Victoire de Castellane : J’aime travailler des thèmes de A à Z, pousser le fil de manière différente à chaque fois. Après avoir fait des rubans, des broderies, de la dentelle, je me suis intéressée aux imprimés: les fleurs, les rayures, les carreaux, les pois, le tartan,… Cela m’a amusée d’imaginer une collection comme celle-là.
Avez-vous fait des recherches dans les archives pour choisir des motifs, des modèles particuliers?
Je ne l’ai pas fait de manière très scolaire. J’ai des souvenirs, parfois un peu flous, de choses que j’ai vues dans les archives et j’aime les réadapter en fonction du moment.
Un imprimé floral s’inspire d’une robe Miss Dior de 1949. Pourquoi ce choix?
C’est avec ce motif que j’ai commencé la collection.

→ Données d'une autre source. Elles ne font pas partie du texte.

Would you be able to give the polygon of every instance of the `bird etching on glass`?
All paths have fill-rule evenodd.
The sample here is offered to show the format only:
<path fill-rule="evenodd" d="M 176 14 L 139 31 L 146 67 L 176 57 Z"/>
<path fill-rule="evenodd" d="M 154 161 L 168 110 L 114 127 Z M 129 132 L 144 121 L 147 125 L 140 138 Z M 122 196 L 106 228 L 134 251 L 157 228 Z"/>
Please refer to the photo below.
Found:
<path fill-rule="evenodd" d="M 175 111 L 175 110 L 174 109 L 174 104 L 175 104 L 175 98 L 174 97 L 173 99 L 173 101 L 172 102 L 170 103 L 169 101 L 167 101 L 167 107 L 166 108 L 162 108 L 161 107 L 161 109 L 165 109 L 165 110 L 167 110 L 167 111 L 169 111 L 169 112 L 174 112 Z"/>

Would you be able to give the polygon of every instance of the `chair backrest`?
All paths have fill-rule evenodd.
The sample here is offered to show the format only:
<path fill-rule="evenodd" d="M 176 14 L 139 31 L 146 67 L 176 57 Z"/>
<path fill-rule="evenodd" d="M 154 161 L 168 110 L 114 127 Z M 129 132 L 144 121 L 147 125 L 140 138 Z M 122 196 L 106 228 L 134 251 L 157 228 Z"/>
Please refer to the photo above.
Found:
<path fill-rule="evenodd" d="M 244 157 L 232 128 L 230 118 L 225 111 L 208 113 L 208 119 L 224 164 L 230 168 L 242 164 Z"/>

Je le trouvais extrêmement frais, extrêmement Dior.
Passer d’un motif en deux dimensions, le tissu, à la troisième dimension du bijou, ne va pas de soi. Quels furent les plus grands défis?
Le plus grand défi fut de faire en sorte que l’imprimé suive les mouvements des volants, des rubans, que tout cela fasse extrêmement naturel et que les motifs ne disparaissent pas dans le sertissage. Ce sont les ateliers surtout qui ont dû relever les défis. Comment sertir les pierres pour toujours garder la forme et ne pas l’écraser à l’endroit où les volants s’écartent ou se resserrent? Et il se pose aussi toujours la question du poids de la pièce finie, de son confort. Les bijoux devaient avoir l’air très légers, sans que l’on s’interroge sur le nombre d’heures qu’il a fallu pour les réaliser.
Avez-vous dû renoncer à certains imprimés pour des raisons techniques?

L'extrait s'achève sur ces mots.